This collaborative effort is a process known as parallel computation, and it is the subject of a cover article in the April/May issue of the American Journal of Physics, which is authored, in part, by John Lindner, professor of physics at Wooster, and several of his students. The article, titled "Invitation to Embarrassingly Parallel Computing," addresses what the authors describe as the "richness and diversity of interesting physical systems that are easily parallelizable" - so easy, in fact, that it's almost embarrassing. According to Lindner and his colleagues, no special infrastructure, no sophisticated parallel algorithms, and no message-passing interface are necessary to make it work.

The system at Wooster is run through Mac OS X computers, which support Xgrid - the first distributed computing architecture built into a desktop operating system. "It's as simple as going under system preferences and checking the Xgrid box on each computer," says Lindner. "One by one, the computers are added to a cluster." This cluster then works together on a particular problem. "It's better and far less expensive than a super computer that will eventually become obsolete and costly to replace," says Lindner.

There are 31 Macs in the computer lab at Wooster, and each one has a dual processor, which gives Lindner and his students 62 processors in the cluster - enough to tackle a range of projects.

Three projects are outlined in the article, and although they are not related, each one breaks a problem into small parts and distributes those parts across many computers that work concurrently to find a solution.

In the first project, Lindner worked with Barbara Breen, the Luce Professor of Physics at the University of Portland, and Chris Weidert, one of Breen's students. Together, the three characterized the propagation of solitary ways or solitons in noisy arrays of one-way coupled oscillators. "Say, for example, you had a ball, or some other mass, connected to a spring, like the ones you find in mattresses," explains Lindner. "Normally, movement of the ball on one end would cause the ball at the other end to move, but in one-way coupling, we're looking at a way in which one ball moves and the other does not."

In the second project, Lindner worked with recent Wooster graduate Lisa May Walker and Kenyon College sophomore Kasey Kelly in an effort to visualize the space time in the vicinity of rotating black holes. Kelly extended Walker's Senior Independent Study project as part of the Wooster Physics summer Research Experience for Undergraduates program. "Black holes are so dense that light cannot escape," explains Lindner, "but if we put it in front of a background, it will deflect the rays and distort the image."

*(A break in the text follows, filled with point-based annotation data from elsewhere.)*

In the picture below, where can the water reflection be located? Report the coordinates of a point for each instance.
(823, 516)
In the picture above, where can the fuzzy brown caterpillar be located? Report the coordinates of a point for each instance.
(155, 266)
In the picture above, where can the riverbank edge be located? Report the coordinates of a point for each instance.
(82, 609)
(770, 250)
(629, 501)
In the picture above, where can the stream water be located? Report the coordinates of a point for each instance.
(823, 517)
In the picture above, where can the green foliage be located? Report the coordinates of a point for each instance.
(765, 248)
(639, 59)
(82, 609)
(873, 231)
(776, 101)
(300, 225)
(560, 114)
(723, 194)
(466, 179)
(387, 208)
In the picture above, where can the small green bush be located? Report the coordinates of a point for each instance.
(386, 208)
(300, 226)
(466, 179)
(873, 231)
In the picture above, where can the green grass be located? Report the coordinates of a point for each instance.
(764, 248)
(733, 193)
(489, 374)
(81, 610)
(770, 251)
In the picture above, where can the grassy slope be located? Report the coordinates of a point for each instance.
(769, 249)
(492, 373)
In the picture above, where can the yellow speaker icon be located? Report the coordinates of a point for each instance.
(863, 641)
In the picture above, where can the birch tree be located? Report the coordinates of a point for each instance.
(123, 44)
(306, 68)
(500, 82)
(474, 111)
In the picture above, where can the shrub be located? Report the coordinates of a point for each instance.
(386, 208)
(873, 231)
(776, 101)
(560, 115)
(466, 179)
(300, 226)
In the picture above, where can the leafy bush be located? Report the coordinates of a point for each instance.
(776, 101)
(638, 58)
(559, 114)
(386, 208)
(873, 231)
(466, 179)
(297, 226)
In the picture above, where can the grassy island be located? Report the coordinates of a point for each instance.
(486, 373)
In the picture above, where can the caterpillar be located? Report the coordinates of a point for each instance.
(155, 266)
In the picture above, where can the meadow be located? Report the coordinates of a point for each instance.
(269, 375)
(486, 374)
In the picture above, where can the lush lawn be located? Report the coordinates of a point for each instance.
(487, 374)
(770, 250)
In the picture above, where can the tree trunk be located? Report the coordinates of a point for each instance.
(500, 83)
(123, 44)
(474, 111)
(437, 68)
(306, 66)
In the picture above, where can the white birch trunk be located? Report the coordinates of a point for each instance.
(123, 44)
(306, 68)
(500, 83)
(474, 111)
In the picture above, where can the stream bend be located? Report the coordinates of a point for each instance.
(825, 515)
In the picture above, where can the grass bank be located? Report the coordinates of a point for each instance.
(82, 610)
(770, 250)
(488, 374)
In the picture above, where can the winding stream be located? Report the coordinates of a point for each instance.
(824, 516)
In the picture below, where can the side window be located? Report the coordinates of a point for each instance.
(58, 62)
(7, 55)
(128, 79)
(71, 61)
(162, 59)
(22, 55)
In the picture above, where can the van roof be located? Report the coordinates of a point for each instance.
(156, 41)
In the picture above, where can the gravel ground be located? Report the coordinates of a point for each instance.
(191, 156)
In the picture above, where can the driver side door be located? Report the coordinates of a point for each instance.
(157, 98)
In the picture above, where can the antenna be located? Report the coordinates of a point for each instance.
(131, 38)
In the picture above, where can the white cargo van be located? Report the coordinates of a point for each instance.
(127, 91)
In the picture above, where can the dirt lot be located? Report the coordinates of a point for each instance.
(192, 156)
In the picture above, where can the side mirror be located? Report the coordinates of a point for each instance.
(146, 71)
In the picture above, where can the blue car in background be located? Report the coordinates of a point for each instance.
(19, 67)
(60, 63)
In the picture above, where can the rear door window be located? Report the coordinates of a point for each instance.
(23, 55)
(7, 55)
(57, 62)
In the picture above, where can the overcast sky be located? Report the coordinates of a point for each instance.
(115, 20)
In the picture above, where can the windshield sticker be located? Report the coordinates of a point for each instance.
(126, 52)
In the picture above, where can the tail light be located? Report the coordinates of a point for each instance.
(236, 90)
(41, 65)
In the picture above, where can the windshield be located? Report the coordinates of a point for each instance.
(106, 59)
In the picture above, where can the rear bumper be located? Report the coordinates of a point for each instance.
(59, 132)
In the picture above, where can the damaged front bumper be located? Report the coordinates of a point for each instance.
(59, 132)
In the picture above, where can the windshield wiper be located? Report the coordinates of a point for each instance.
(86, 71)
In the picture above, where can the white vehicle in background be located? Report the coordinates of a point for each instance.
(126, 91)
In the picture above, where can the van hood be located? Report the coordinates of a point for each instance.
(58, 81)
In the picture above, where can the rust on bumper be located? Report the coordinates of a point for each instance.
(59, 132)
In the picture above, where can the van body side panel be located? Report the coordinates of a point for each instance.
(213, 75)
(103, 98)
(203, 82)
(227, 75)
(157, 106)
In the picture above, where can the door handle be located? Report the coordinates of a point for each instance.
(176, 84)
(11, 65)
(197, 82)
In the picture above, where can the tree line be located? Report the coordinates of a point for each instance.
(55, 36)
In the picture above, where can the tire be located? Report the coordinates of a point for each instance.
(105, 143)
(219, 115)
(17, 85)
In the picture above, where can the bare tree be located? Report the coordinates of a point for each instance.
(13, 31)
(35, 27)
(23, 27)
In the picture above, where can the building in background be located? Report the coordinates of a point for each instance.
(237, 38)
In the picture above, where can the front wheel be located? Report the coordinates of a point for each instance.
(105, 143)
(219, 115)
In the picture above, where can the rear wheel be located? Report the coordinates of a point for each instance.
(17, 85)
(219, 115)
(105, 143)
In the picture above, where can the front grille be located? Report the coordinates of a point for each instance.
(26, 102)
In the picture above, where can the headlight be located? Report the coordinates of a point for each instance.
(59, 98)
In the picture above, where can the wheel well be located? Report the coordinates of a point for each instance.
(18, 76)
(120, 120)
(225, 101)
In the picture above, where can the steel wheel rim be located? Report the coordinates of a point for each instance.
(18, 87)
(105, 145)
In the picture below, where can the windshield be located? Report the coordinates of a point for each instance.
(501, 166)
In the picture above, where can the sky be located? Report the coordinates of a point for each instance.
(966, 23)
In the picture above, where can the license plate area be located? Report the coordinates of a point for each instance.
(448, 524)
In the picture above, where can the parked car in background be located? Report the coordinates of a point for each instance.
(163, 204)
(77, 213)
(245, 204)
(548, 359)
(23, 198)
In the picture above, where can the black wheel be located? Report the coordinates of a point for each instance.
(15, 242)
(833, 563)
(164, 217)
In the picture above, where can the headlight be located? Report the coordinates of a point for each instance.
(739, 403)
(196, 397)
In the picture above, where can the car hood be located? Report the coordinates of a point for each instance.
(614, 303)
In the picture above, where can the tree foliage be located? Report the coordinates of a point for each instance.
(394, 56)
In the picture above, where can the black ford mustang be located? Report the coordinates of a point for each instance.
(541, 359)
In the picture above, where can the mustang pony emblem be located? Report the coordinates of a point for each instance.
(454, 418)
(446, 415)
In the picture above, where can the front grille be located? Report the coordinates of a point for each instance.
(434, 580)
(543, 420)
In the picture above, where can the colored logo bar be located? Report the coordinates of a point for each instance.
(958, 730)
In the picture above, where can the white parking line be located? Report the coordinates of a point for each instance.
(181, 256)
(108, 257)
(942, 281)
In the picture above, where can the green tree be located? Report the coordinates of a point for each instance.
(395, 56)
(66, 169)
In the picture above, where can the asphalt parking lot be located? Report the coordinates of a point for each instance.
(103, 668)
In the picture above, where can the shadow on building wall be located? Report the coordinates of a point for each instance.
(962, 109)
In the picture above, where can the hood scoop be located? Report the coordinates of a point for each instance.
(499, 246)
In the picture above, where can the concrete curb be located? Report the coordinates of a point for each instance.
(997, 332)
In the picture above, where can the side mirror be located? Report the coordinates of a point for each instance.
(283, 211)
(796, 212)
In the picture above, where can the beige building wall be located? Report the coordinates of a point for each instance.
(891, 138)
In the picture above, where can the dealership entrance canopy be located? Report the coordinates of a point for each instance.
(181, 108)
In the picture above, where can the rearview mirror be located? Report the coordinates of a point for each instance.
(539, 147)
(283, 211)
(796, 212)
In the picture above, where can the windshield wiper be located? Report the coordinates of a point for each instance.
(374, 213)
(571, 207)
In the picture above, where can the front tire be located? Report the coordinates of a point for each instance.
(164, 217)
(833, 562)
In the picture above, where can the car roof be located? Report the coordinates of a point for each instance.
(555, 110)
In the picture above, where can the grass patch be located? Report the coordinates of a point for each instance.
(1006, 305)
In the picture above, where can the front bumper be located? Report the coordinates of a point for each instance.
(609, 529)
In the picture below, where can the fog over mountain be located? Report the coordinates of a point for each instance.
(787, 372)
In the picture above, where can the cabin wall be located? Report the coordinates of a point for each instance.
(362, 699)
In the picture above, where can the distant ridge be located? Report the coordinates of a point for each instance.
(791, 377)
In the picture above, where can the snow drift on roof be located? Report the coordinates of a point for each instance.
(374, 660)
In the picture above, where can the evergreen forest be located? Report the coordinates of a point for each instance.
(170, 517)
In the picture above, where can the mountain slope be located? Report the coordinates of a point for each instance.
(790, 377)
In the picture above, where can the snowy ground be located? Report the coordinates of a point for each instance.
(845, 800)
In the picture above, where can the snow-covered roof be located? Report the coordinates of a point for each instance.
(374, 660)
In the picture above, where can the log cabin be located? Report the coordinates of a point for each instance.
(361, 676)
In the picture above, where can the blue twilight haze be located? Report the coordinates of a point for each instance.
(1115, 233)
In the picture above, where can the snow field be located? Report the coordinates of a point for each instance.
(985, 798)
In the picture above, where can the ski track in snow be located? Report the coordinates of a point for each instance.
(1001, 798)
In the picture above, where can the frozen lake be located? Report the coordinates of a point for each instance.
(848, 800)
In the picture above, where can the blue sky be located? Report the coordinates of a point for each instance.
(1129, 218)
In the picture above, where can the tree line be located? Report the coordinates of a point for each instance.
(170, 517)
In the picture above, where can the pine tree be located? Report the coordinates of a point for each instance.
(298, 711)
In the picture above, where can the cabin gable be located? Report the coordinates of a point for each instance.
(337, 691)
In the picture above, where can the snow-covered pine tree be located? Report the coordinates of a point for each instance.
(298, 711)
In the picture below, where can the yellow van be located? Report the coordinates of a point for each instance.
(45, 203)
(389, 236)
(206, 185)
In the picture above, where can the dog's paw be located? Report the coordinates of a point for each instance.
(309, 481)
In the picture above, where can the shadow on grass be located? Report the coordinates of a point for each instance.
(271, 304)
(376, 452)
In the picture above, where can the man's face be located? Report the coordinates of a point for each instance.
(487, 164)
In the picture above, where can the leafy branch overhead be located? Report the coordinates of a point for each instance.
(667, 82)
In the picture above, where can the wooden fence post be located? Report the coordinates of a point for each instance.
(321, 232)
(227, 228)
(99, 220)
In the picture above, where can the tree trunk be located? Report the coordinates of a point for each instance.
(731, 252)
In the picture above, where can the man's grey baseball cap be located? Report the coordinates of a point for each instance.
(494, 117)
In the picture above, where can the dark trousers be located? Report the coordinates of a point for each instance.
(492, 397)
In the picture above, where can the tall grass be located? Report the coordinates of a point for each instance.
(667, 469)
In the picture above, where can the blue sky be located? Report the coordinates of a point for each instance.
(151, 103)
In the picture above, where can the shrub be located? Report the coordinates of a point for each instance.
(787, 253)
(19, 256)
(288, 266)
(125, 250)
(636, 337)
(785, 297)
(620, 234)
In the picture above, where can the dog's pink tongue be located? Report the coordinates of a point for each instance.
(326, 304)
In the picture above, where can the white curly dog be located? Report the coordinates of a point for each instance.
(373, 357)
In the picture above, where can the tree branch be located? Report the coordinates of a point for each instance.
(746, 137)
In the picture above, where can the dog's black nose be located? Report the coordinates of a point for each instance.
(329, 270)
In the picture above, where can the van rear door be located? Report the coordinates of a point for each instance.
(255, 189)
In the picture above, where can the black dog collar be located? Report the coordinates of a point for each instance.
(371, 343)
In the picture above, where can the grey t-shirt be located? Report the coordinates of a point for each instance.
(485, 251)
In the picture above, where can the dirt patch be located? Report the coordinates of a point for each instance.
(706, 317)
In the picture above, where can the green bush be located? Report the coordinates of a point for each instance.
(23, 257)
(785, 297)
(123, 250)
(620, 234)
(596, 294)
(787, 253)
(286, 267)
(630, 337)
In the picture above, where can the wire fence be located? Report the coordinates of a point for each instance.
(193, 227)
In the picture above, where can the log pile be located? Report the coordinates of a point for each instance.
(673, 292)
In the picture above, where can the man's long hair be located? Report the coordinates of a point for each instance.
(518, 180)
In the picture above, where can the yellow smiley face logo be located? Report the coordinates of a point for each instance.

In the third project, Lindner and Wooster junior Evan Heidtmann studied solar escape as a restricted three-body problem. Their work is illustrated on the cover image of the publication, a strikingly colorful scientific visualization of order and chaos in the famous classical three-body problem, which consists of three bodies (say Sun, Earth, and a tiny projectile) interacting gravitationally according to Newton's laws. "We created an initial velocity space plot where each point corresponds to a different initial condition for the projectile launched from Earth and is colored according to how far the projectile has traveled after 50 years," explains Lindner. "For some initial velocities, the colors vary smoothly, indicating that the 50-year outcome doesn't depend sensitively on the initial conditions. For other initial velocities, the colors vary extremely rapidly, indicating that the outcome is very sensitive to the initial conditions - the hallmark of chaos."

Linder and his fellow authors are excited about sharing their findings about the power of parallel computing. "When an otherwise idle room of computers becomes a tool for teaching and learning, it is invigorating for both faculty and students," write the authors in their concluding remarks. "When a new computer cluster enables teachers and students to collaborate on cutting-edge research, it is exciting for them and their department. Parallel computing opens new horizons for both education and research."